Fish: Some people love eating it, and some people do not. But its health benefits are something that everyone can agree on.

“Studies show that increasing your fish intake is good for you, especially your heart,” says Jane DeWitt, clinical nutrition coordinator of Food and Nutrition Services for Hackettstown Medical Center. “It’s leaner than red meat and some, like salmon, arctic char and sardines, are full of omega-3 fatty acids, which are great for your heart.”

Omega-3 fatty acids, which are essential fatty acids for human health, can help reduce inflammation as well as the risk for heart disease, notes DeWitt. The American Heart Association recommends up to two servings of fish per week, up to 12 ounces total.

An Acquired Taste

Eating more fish is easier said than done for some people, according to Mary Finckenor, registered dietitian for Morristown Medical Center. She cites the smell as one of the biggest reasons her patients avoid eating fish at home.
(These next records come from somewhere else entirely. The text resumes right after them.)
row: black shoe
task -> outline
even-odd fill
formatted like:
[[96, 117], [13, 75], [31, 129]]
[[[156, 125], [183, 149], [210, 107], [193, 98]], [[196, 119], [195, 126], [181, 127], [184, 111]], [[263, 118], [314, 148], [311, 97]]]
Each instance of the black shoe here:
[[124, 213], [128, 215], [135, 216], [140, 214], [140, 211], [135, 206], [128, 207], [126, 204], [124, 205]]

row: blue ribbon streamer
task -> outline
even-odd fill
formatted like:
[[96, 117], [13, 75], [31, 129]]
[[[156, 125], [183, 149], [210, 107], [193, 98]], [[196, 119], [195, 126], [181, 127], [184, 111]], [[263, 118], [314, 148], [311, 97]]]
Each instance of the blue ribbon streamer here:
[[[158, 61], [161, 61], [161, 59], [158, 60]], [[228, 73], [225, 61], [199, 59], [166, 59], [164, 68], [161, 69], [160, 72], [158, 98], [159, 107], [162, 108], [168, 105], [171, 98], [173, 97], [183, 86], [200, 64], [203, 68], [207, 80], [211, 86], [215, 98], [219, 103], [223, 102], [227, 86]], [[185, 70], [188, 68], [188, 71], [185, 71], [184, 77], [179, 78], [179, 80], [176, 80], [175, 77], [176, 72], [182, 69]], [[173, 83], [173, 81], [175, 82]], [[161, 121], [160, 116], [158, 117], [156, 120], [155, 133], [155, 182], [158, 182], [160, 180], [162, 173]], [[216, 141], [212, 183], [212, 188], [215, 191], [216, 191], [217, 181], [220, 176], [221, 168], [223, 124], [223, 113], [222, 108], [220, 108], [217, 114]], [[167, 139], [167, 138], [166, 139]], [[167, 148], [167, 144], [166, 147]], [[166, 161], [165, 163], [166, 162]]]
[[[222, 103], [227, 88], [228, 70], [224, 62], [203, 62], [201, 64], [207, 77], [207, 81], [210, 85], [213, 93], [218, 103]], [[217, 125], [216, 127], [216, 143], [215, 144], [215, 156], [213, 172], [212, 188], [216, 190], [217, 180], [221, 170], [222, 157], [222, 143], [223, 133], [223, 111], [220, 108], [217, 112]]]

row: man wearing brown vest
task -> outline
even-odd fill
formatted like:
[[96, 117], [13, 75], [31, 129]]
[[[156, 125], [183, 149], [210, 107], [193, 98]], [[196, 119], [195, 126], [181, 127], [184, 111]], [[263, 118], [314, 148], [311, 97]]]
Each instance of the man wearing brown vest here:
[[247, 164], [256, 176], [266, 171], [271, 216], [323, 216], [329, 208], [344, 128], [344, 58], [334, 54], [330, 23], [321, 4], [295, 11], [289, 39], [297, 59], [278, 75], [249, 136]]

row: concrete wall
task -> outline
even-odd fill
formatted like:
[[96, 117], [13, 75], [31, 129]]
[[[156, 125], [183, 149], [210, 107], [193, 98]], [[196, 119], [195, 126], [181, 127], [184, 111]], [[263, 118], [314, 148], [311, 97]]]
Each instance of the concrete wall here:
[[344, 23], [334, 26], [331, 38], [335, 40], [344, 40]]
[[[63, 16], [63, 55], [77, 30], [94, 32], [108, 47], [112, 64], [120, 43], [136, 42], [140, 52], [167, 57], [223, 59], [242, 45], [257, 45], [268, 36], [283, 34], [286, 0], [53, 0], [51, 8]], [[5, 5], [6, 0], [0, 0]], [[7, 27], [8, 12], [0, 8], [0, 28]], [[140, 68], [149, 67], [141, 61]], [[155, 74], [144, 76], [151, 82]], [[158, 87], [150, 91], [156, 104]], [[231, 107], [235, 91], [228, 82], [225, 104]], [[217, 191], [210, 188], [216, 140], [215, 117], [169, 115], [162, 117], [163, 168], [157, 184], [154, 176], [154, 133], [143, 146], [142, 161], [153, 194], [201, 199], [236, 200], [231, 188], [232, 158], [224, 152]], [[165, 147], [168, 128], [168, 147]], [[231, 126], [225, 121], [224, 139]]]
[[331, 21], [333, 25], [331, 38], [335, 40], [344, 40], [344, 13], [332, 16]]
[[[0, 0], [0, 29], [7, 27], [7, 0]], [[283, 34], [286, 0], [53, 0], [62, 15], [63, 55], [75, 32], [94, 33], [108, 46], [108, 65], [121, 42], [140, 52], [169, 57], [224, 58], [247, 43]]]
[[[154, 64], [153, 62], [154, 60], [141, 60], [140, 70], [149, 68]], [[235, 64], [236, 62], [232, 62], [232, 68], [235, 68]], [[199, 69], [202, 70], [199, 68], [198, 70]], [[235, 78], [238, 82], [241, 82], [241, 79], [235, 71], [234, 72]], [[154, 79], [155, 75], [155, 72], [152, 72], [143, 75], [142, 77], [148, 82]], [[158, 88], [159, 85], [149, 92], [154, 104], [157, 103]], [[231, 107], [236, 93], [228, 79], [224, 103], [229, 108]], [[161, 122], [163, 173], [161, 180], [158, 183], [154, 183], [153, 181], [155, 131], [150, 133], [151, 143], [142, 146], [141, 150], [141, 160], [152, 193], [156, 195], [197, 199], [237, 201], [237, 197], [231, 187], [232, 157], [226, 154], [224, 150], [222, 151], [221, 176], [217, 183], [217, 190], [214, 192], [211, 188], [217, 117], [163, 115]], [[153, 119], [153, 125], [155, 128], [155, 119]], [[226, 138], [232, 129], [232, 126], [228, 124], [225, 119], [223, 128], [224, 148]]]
“They can’t stand the scent – it’s a real obstacle for them,” she says. “Fortunately, there are many ways to minimize it.”

Finckenor proposes closing the doors to keep the scent from spreading throughout the house. Christina Lavner, registered dietitian for Chilton Medical Center, also suggests using microwave-safe bags to cook fish, but only in the microwave.

“You take your fish out, zip up the bag and throw it away – there’s no smell,” Lavner says.

Another reason some people dislike fish: the taste. Sabrina Lombardi, clinical nutrition coordinator of Food and Nutrition Services for Newton Medical Center, suggests that these individuals start with white fish, which tend to be milder in flavor than other species.

“Cod, flounder and tilapia are some of the lighter fish that can help people ease into increasing their intake,” she says.

Everything in Moderation

When it comes to fish, it is possible to have too much of a good thing. Mercury, a naturally occurring metal, is often found in fish in varying amounts – and too much of it can prove dangerous for humans. People should avoid or limit some fish – like swordfish, shark and albacore tuna – due to their high mercury levels, says Lavner, but most people have nothing to worry about if they follow the recommended servings.

“As long as you aren’t eating fish for breakfast, lunch and dinner every day, you should be fine,” Lavner says.